September 22 – Autumn Equinox. The equinox occurs at 3:02pm CDT. The Sun will shine directly on the equator and there will be nearly equal amounts of day and night on the entire Earth’s surface. This is the first day of fall in the Northern Hemisphere.

October 19Uranus at Opposition. The planet will be at its closest approach to Earth and its face will be fully illuminated by the Sun. It will appear brighter than at any other time of the year and will be visible all night long. Due to its distance, it might be difficult to locate though it can easily be spotted with binoculars or a small telescope.

October 21 and 22Orionids Meteor Shower peak. The Orionids typically produce a maximum of 20 meteors per hour at the peak. This meteor shower is produced by dust grains left behind by the famous comet Halley. The shower runs annually from October 2 to November 7. Meteors will radiate from the constellation Orion, but may appear anywhere in the sky. Best viewing is after midnight.

November 17 and 18Leonids Meteor Shower peak. The Leonids display up to 15 meteors per hour at its peak. The shower is produced by debris left behind by comet Tempel-Tuttle. The entire shower runs annually from November 6-30. Meteors will radiate from the constellation Leo, but may appear anywhere in the sky. Best viewing is after midnight.

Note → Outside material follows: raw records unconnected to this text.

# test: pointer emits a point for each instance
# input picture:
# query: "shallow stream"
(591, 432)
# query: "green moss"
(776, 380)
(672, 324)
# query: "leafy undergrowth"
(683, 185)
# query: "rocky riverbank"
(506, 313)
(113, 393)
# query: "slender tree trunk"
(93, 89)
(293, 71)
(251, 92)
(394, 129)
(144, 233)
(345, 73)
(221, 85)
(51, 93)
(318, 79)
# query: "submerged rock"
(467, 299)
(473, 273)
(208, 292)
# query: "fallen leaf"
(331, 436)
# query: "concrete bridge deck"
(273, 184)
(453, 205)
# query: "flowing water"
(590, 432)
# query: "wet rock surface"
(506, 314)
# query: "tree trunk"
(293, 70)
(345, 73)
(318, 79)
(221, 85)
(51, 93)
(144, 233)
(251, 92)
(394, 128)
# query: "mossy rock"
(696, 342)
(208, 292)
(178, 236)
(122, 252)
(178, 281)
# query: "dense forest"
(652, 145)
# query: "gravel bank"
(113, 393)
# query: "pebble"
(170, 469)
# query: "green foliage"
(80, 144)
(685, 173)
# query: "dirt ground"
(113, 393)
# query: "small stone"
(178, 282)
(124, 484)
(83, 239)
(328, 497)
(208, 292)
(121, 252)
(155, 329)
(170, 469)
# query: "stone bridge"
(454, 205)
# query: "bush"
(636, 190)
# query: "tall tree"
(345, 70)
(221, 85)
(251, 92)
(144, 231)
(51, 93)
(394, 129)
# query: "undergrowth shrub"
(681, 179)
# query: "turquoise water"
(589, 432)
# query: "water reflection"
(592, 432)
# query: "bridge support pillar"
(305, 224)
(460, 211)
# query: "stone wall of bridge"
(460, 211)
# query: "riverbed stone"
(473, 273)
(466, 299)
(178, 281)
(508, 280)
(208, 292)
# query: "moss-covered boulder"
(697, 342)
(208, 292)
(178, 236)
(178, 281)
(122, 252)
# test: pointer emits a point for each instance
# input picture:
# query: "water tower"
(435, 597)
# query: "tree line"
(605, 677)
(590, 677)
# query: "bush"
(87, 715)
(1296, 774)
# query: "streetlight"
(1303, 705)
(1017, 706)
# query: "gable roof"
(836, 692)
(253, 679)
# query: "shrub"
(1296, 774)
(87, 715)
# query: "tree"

December 3Supermoon. This is  the only Supermoon of 2017. The Moon will be at its closest approach to the Earth and should look a bit larger and brighter than usual.

December 13 and 14Geminids Meteor Shower peak. The Geminids is  widely considered the showiest shower, producing up to 120 multicolored meteors per hour at its peak. It is produced by debris left behind by an asteroid (3200 Phaethon), rather than a comet. The shower runs annually from December 7-17. Meteors will radiate from the constellation Gemini, but may appear anywhere in the sky. Best viewing is after midnight.

December 21Winter Solstice. The December solstice occurs at 10:28am CDT. The south pole of the earth will be tilted toward the Sun, which will have reached its southernmost position in the sky. This is the first day of winter in the northern hemisphere, which also has the longest night.